Utopie alimentaire 2.0 : quand le bien-être devient marchandise
Les modes alimentaires et de bien-être viralisent les réseaux sociaux, transformant les anciennes pratiques en produits et en marketing. Les influenceurs et les pseudo-experts diffusent des informations superficielles sans fondement scientifique. Entre-temps, l'éducation critique et la formation solide restent négligées, ce qui rend le public vulnérable à la désinformation.

Je n'ai rien contre la méditation, les philosophies orientales, les thérapies complémentaires ou les modes de vie alternatifs. Le problème n'est pas la pratique elle-même, mais le comment tout cela a été transformé en produit jetable et contenu sur les réseaux sociaux.
Si en 2017 nous nous sommes déjà plaints de la superficialité des questions alimentaires et de bien-être, en 2025 nous avons vécu avec un bombardement quotidien des tendances virales du type # nettoyage, #détox, #d'origine végétale, des jus anti-inflammatoires miracles, kombucha curatif et influenceurs qui alternent les pratiques de santé avec le shopping et le merchandising des produits Miracle.
Les médias et les réseaux sociaux ont transformé l'alimentation et le bien-être en clics, likes et dispute de venteIl est rare de passer une journée sans voir quelqu'un sur TikTok ou Instagram proclamant que manger comme cela guérira votre anxiété, ce supplément va détoxifier votre foie, ou ce régime de 7 jours résout l'inflammation chronique, généralement avec des références scientifiques faibles, manque de contexte et aucune considération pour chaque personne des particularités biologiques.
Ce qui était une pratique culturelle ou une philosophie de vie tournée produit de commercialisation, avec des gourous auto-nomisés, des cours en ligne coûteux et des recommandations de "plans" qui changent chaque saison.
Et voici la partie qui m'ennuie: ce contenu avalanche souvent se déguise en connaissance légitime grâce à la luminosité de l'écran. Tout ce qu'il faut, c'est un influenceur pour apparaître dans un manteau blanc ou pour mentionner des études de manière à ce qu'un groupe de likes et de commentaires croient que c'est vrai.
Pendant ce temps, nous voyons des journalistes s'aventurer sur des thèmes complexes de nutrition et de santé après trois mois de cours rapides, coaching qui s'appellent "spécialistes alimentaires holistiques" et pseudo-professionnels qui semblent plus intéressés à vendre le style de vie que de comprendre la science.
La méritocratie des médias s'est consolidée: pas toujours le titre de l'expert formation solide, examen critique ou engagement envers la méthode scientifique. Le doctorat ne garantit pas la sagesse pratique; la maîtrise ne permet à personne de pratiquer la médecine ou la nutrition sans formation spécifique.

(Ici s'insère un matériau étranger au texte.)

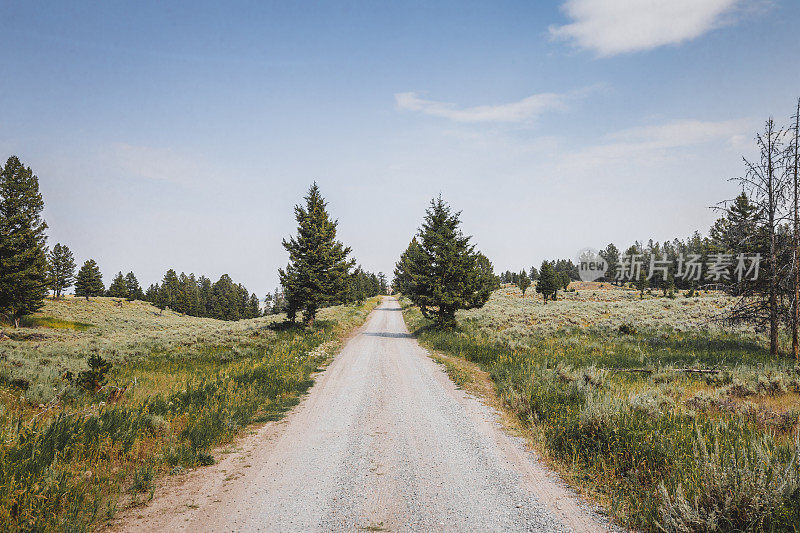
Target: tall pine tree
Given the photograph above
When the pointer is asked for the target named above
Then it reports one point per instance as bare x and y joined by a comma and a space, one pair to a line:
89, 281
549, 281
62, 269
318, 271
118, 287
523, 282
23, 263
133, 287
440, 271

Et paradoxalement, beaucoup qui critiquent la diplomatie insuffisante s'accrochent à Internet gourous sans aucun critère scientifique. La culture de "J'ai lu dans le livre X / vi dans la vidéo Y , a remplacé la pensée critique par l'autorité de l'algorithme.

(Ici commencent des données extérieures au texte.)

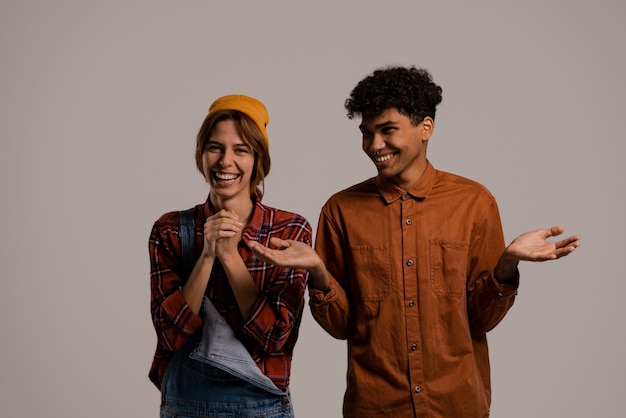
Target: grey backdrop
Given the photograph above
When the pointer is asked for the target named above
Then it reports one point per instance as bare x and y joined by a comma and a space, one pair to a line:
100, 104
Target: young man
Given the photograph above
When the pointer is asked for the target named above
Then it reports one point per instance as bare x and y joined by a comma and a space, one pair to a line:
410, 266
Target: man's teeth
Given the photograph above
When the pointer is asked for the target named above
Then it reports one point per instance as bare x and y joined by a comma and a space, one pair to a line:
382, 158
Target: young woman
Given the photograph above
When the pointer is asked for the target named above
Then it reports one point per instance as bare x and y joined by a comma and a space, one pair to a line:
226, 332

Le résultat? Une utopie alimentaire moderne où la mode Internet dicte les habitudes, les solutions rapides promettent des remèdes instantanés, et le public – souvent bien intentionné – se transforme en un consommateur permanent de tendances. Pendant ce temps, les vrais problèmes persistent : l'obésité qui ne se résout pas avec le jus vert, l'insécurité alimentaire qui ne se transforme pas en hashtag, les inégalités nutritionnelles qui ne disparaissent pas avec la promesse de smoothie antioxydant.

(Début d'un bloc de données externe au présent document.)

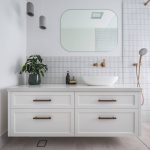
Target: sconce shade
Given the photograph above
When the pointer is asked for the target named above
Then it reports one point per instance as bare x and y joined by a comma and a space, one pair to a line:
42, 22
30, 9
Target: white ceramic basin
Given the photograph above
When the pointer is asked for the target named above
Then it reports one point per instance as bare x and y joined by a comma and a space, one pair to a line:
100, 80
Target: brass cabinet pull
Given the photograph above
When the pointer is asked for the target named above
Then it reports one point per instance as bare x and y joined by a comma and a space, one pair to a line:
40, 100
111, 100
36, 118
101, 118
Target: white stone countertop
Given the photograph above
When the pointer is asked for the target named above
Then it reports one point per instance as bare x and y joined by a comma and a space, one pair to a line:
71, 88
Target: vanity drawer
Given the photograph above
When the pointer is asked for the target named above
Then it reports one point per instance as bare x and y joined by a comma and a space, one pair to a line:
106, 100
106, 122
42, 122
42, 100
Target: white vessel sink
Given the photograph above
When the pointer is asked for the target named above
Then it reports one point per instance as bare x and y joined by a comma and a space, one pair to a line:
100, 80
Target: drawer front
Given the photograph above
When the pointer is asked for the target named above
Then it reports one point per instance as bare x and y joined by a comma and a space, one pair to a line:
42, 100
106, 123
42, 122
106, 100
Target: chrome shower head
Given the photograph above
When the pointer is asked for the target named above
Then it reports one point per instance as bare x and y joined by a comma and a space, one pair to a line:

Ce qui est pire : n'avoir rien, ou tout ça Dans les mains de pseudo-experts sans responsabilité ? Je dirais que c'est un piège dangereux. Il aurait été préférable d'investir dans une éducation de base saine, où l'on apprend à lire, interpréter, questionner et penser de manière critique, plutôt que de simplement multiplier les diplômes universitaires et les influenceurs qui répètent "dicas" que beaucoup ne peuvent même pas vérifier.
En fin de compte, une bonne partie de ce qui passe par l'information de qualité d'aujourd'hui est juste des marchandises renforcées par le marketing numérique. Et cette utopie alimentaire 2.0 — faite de beaux slogans et de solutions instantanées — ne nous fait pas avancer; elle nous prend loin de la compréhension réelle de l'alimentation, de la science et de la santé.